Journeying another two hundred years further back (1611 A.D.) and the Authorized King James version of the English Bible is first being printed. Six different “companies” of men each took different sections of the Bible to translate into the English language : the First Westminster Company took Genesis through 2 Kings, the First Cambridge Company took 1 Chronicles through the Song of Solomon, the First Oxford Company took Isaiah through Malachi, the Second Cambridge Company took the Apocrypha, the Second Oxford Company took the Gospels, Acts, and Revelation, and the Second Westminster Company took Romans through Jude.
Another hundred years further and Martin Luther nailed his ‘ninety-five theses against indulgences in the Catholic Church’ to a church door (1517 A.D.), starting the Reformation and cracking the rigid structures of Christianity. Christianity became the Catholic Church, the Eastern Orthodox Church (which had split from the Catholic Church in 1054), and the start of the Protestant (Lutheran) Church. Protestants kept dividing themselves over the centuries based on the various interpretations of the Scriptures until we arrive at our modern day number of over thirty-three thousand different Christian denominations.
Another three hundred years back and we arrive at a time when certain Christians were being tortured and killed because their interpretation of Christianity was not the same as the only authority of Christianity at the time - the Catholic Church. In 1208, a particular group of Christians known as Cathars was condemned as heretics and a crusade was set against them. The Albigensian crusade, as it became known, killed about a million people, not only Cathars but much of the people of southern France. This, in turn, led to the formation of the Inquisition, which has its own infamous history of torture and murder in the name of Jesus and the Church.
Jumping back almost a thousand years to 367 A.D., Athanasius of Alexandria produced the first list of New Testament books that corresponds to the twenty-seven books found in the Catholic and Protestant Bibles today.

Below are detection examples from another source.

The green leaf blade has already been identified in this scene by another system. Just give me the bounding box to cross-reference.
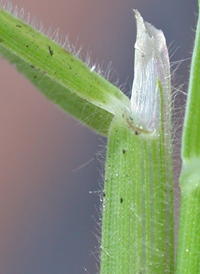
[0,9,129,135]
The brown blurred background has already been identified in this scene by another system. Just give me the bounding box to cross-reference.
[0,0,197,274]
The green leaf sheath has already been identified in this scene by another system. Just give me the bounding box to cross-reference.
[176,2,200,274]
[100,111,174,274]
[0,8,130,135]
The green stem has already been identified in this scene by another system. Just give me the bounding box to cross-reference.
[176,1,200,274]
[101,111,174,274]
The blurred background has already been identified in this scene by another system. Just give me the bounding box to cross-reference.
[0,0,198,274]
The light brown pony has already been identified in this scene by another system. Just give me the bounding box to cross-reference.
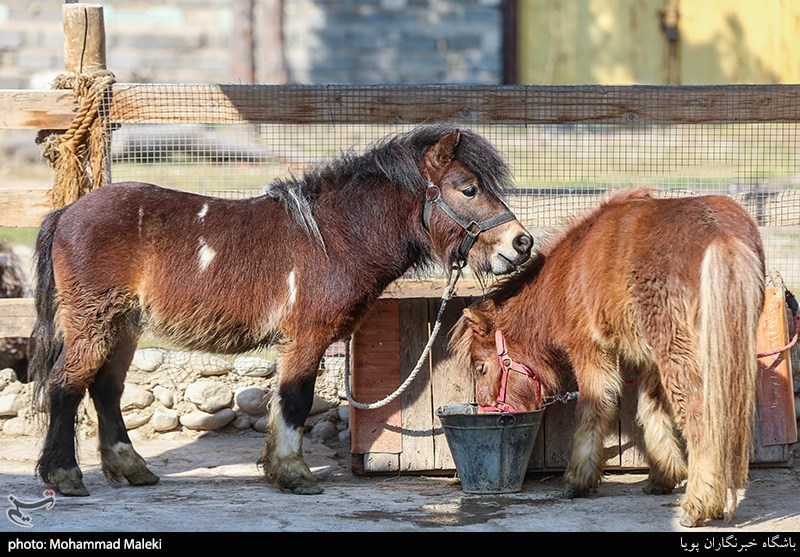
[30,125,533,495]
[451,189,765,527]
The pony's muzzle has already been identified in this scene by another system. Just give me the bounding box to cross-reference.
[511,232,533,260]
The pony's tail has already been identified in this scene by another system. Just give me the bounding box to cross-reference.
[28,208,64,409]
[699,233,765,520]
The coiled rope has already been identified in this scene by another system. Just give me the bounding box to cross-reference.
[37,70,116,209]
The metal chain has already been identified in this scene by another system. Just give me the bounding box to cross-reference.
[344,263,463,410]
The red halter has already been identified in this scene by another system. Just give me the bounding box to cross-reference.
[480,329,542,413]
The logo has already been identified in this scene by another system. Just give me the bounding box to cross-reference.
[6,489,56,528]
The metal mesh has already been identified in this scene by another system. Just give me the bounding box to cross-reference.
[101,84,800,374]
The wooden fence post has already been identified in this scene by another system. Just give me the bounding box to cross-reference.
[39,3,115,209]
[62,3,106,73]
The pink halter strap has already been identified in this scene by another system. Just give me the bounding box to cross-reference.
[481,329,542,413]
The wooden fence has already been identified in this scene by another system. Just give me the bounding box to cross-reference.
[0,4,800,472]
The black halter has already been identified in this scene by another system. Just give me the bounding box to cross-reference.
[422,182,517,267]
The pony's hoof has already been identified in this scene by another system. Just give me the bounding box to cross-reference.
[47,468,89,497]
[561,485,591,499]
[125,468,160,485]
[642,483,675,495]
[279,478,325,495]
[680,513,706,528]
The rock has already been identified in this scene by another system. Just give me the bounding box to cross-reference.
[3,381,21,395]
[308,395,331,416]
[233,414,250,431]
[180,408,236,431]
[183,381,233,414]
[122,412,153,429]
[236,387,269,416]
[311,420,339,442]
[119,383,155,412]
[233,356,278,377]
[253,414,269,433]
[3,418,32,437]
[129,348,164,373]
[0,393,25,418]
[198,354,233,377]
[153,385,175,408]
[150,408,180,433]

In 325 A.D., we have men meeting in the city of Nicaea to discuss and come to terms with the nature of Jesus. The Council of Nicaea, under the direction of the Roman emperor, Constantine, was to decide whether Jesus was equal to God or subordinate to God, basing its judgments on its interpretation of the books of the New Testament. Also, under Constantine, Christianity became the official religion of all the Roman Empire. By the Council of Constantinople in 381, Jesus was accepted as the same nature as God or in simpler terms Jesus became the same as God.
Venturing back to the years around 30 A.D., we come to Jesus and his followers. Jesus, a Jew, preached the coming of the Kingdom of God to anyone who would listen. Jesus followed the Torah, attended the synagogue, made the prescribed pilgrimages to Jerusalem to attend the feasts, and believed fervently in God’s presence in the history of his people: the Israelites.